Born in West Clandon, Surrey, Sutcliff spent her early youth in Malta and other naval bases where her father was stationed as a naval officer. She contracted Still's Disease when she was very young and was confined to a wheelchair for most of her life. Due to her chronic sickness, she spent the majority of her time with her mother, a tireless storyteller, from whom she learned many of the Celtic and Saxon legends that she would later expand into works of historical fiction. Her early schooling being continually interrupted by moving house and her disabling condition, Sutcliff didn't learn to read until she was nine, and left school at fourteen to enter the Bideford Art School, which she attended for three years, graduating from the General Art Course. She then worked as a painter of miniatures.

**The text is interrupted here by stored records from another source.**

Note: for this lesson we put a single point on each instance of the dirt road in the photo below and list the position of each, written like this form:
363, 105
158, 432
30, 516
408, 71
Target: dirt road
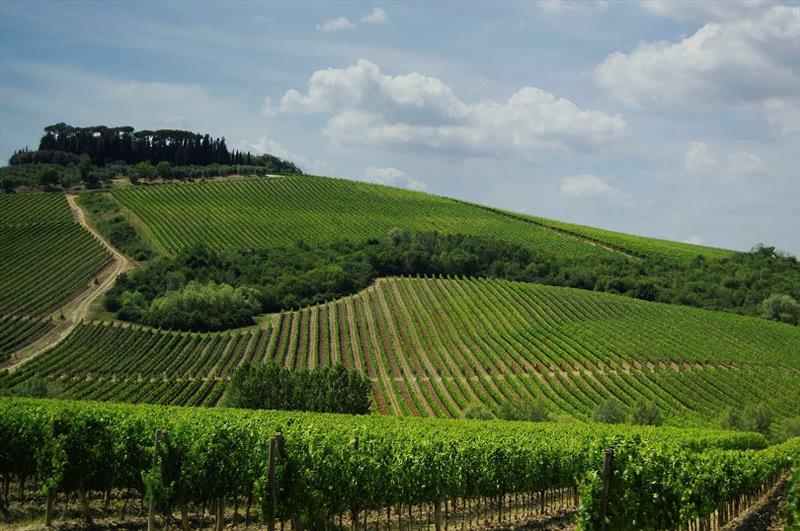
80, 306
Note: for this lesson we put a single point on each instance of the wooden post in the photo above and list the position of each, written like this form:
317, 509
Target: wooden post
151, 509
275, 445
48, 515
608, 461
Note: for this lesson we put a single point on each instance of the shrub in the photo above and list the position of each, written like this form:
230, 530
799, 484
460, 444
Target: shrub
610, 411
531, 410
646, 414
477, 412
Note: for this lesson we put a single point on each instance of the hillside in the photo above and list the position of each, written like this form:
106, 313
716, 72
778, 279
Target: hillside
280, 211
432, 347
45, 256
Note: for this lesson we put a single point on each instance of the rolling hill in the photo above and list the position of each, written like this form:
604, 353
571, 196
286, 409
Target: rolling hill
432, 347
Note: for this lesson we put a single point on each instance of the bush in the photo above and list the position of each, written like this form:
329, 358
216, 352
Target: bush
782, 308
754, 417
531, 410
204, 307
325, 389
610, 411
646, 414
477, 412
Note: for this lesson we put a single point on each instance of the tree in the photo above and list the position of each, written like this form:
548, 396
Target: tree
47, 176
145, 170
782, 308
609, 411
646, 414
85, 170
164, 170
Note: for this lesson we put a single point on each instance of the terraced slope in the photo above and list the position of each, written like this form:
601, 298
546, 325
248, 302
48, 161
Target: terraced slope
278, 211
434, 346
45, 257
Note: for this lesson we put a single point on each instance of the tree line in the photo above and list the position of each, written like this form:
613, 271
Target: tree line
331, 389
186, 291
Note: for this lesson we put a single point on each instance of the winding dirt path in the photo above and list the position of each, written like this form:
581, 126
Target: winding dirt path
80, 306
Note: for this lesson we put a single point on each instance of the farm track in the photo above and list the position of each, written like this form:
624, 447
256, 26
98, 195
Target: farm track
79, 308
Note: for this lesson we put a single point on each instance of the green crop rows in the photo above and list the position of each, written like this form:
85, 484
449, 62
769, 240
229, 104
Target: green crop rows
45, 257
279, 211
331, 464
432, 347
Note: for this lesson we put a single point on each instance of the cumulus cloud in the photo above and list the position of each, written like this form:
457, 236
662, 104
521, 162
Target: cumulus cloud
589, 186
694, 240
560, 6
698, 158
707, 10
393, 177
336, 24
743, 164
264, 145
373, 108
745, 62
376, 16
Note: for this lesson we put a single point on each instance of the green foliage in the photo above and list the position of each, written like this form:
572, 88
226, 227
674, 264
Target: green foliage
45, 257
610, 411
531, 410
280, 212
782, 308
200, 306
331, 463
477, 412
108, 219
329, 389
665, 486
754, 417
792, 511
646, 414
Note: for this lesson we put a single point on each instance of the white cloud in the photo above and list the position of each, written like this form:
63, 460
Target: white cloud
588, 186
744, 164
561, 6
783, 115
748, 62
372, 108
706, 10
393, 177
265, 145
694, 240
337, 24
376, 16
698, 158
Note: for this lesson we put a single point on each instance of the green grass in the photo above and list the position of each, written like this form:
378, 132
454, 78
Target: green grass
45, 257
432, 347
280, 211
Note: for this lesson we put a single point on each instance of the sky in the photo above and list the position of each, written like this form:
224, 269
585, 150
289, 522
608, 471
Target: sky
671, 119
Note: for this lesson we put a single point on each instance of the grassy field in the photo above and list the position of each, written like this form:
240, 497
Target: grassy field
432, 347
45, 256
277, 211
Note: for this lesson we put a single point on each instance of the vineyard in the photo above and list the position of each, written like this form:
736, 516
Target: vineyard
45, 257
281, 211
432, 347
327, 467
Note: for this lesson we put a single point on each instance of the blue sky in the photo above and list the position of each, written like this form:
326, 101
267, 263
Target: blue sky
672, 119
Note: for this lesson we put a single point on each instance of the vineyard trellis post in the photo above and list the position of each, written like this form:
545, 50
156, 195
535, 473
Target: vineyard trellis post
151, 509
275, 444
608, 462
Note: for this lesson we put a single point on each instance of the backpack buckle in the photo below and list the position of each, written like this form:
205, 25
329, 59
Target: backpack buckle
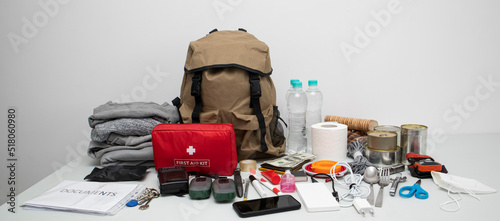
255, 90
196, 85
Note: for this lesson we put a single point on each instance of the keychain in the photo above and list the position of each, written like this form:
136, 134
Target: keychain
143, 200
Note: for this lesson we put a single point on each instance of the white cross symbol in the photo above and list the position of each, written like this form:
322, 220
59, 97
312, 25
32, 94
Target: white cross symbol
191, 150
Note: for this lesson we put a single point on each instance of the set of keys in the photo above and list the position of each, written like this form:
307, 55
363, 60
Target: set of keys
143, 200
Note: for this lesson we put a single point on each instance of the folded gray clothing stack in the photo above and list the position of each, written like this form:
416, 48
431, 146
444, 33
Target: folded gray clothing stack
121, 133
164, 113
123, 127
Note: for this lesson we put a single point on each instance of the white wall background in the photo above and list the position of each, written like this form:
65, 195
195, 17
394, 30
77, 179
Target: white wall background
429, 63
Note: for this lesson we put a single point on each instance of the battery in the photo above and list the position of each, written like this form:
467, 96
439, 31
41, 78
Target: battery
413, 139
382, 140
391, 128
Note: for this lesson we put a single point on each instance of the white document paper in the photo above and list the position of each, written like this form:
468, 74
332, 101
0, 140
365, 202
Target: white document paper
86, 197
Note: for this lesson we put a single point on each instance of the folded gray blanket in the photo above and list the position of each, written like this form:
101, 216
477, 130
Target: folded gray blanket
142, 157
123, 127
117, 139
164, 113
97, 149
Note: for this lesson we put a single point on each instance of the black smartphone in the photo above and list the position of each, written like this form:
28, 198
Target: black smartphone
266, 205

Rosemary Sutcliff began her career as a writer in 1950 with The Chronicles of Robin Hood. She found her voice when she wrote The Eagle of the Ninth in 1954. In 1959, she won the Carnegie Medal for The Lantern Bearers and was runner-up in 1972 with Tristan and Iseult. In 1974 she was highly commended for the Hans Christian Andersen Award. Her The Mark of the Horse Lord won the first Phoenix Award in 1985.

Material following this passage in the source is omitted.